The necessity of this pipeline is underscored by empirical evidence: skipping this multi-stage alignment causes a catastrophic performance drop of 21.71 points. Additionally, the visual decoder is identified as the component providing the single largest performance gain (+0.87), highlighting the importance of the "world model" aspect of the architecture.

Real-World Deployment and the MLP Variant

While the standard OneVL architecture is highly efficient for research and high-level simulation, real-world deployment in edge computing devices (such as those found in autonomous vehicles) requires even lower latency.

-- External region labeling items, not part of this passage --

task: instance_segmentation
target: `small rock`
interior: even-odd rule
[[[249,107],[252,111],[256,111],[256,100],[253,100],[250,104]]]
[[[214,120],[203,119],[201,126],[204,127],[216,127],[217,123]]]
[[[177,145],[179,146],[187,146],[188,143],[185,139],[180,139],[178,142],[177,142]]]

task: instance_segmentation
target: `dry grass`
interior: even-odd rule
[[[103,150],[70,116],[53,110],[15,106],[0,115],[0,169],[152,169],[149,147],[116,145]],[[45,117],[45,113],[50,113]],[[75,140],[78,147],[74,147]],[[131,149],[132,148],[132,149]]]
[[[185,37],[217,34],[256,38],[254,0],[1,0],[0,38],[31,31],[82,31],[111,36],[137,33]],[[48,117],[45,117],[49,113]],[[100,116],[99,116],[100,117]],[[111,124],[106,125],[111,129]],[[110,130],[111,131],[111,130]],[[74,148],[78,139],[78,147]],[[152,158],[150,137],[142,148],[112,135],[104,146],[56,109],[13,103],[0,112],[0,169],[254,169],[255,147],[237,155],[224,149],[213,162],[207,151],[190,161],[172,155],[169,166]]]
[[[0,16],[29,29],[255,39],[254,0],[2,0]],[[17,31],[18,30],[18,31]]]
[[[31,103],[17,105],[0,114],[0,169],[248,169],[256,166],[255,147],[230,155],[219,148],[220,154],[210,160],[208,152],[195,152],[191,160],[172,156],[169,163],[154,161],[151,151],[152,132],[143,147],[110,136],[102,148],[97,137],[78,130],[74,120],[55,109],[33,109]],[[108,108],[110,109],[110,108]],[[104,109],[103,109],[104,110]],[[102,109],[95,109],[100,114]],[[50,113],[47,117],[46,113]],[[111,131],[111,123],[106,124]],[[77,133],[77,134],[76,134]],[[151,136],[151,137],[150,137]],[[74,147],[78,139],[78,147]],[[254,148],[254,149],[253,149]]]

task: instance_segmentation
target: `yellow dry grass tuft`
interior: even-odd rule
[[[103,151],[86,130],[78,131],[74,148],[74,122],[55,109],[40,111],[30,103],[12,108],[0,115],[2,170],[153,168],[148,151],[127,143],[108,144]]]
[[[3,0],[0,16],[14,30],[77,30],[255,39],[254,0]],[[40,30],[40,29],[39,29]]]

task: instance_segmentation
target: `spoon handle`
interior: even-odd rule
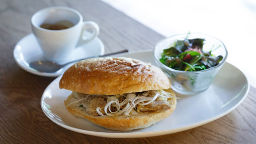
[[[87,57],[87,58],[83,58],[83,59],[78,59],[78,60],[74,60],[74,61],[69,62],[68,63],[66,63],[65,64],[62,65],[61,66],[62,67],[63,67],[63,66],[65,66],[69,64],[69,63],[73,63],[73,62],[75,62],[76,61],[83,60],[86,60],[86,59],[88,59],[95,58],[105,57],[107,57],[107,56],[109,56],[109,55],[115,55],[115,54],[119,54],[119,53],[125,53],[125,52],[129,52],[129,51],[128,50],[126,49],[126,50],[124,50],[122,51],[110,53],[102,55],[95,55],[95,56]]]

To address this, a specialized Multi-Layer Perceptron (MLP) variant has been developed. By appending a compact MLP head directly onto the Qwen3-VL backbone, the model can bypass the complex decoding processes entirely during real-time operation. This allows OneVL to predict trajectories in a single feed-forward pass.

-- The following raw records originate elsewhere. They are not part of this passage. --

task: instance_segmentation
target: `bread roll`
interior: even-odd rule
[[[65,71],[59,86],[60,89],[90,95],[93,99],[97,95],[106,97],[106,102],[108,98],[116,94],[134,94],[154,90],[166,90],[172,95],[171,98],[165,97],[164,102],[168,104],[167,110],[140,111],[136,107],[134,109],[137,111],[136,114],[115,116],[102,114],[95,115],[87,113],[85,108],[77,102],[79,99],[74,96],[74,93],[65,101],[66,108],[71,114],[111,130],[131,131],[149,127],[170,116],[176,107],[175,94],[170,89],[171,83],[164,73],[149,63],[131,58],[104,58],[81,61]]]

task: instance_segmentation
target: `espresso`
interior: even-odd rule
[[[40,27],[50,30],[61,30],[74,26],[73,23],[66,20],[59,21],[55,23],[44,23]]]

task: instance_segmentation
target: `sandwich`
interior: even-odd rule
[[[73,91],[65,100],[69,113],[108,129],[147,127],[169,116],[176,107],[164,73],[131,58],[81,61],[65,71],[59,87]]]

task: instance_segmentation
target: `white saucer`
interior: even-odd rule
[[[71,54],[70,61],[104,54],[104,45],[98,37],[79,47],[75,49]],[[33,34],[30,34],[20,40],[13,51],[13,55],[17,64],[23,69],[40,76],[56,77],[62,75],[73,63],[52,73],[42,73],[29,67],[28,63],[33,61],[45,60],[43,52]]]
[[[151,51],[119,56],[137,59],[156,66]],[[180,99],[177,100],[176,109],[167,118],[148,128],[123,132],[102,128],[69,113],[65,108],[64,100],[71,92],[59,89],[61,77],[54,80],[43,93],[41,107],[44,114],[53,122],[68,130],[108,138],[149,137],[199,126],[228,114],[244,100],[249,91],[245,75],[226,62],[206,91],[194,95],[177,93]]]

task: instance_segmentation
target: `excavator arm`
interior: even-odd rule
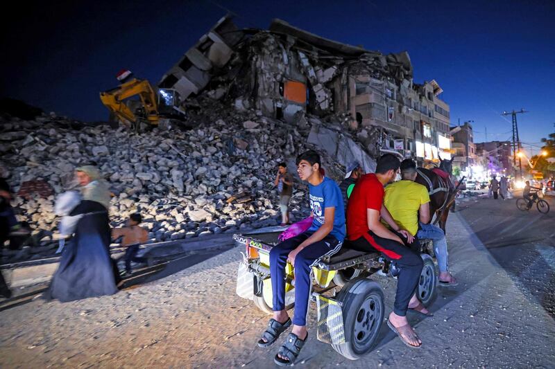
[[[120,120],[135,125],[139,119],[124,100],[139,96],[141,104],[144,109],[144,118],[153,125],[157,125],[158,107],[156,102],[156,94],[148,81],[133,78],[115,89],[100,93],[102,103],[113,113]]]

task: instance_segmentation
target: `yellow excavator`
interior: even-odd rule
[[[120,71],[117,78],[121,84],[101,92],[100,99],[121,123],[139,130],[145,125],[182,120],[185,111],[176,91],[160,89],[155,92],[148,80],[133,78],[128,70]],[[139,99],[131,98],[135,96]]]

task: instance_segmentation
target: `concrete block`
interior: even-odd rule
[[[199,50],[191,48],[189,48],[185,56],[193,64],[203,71],[210,71],[212,67],[212,63]]]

The performance leap for this variant is substantial:
- The MLP variant achieves a latency of 0.24s.
- This translates to an operational frequency of 4.16 Hz.

This capability allows OneVL to leverage the high-quality, multimodal latent supervision learned during the three-stage training process while delivering the ultra-low latency required for real-time physical control.

Analytical Conclusion

The development of OneVL represents a significant milestone in the pursuit of efficient embodied intelligence. By successfully implementing a latent Chain-of-Thought mechanism, the Xiaomi Embodied Intelligence Team has solved one of the most pressing trade-offs in AI: the tension between reasoning depth and inference speed.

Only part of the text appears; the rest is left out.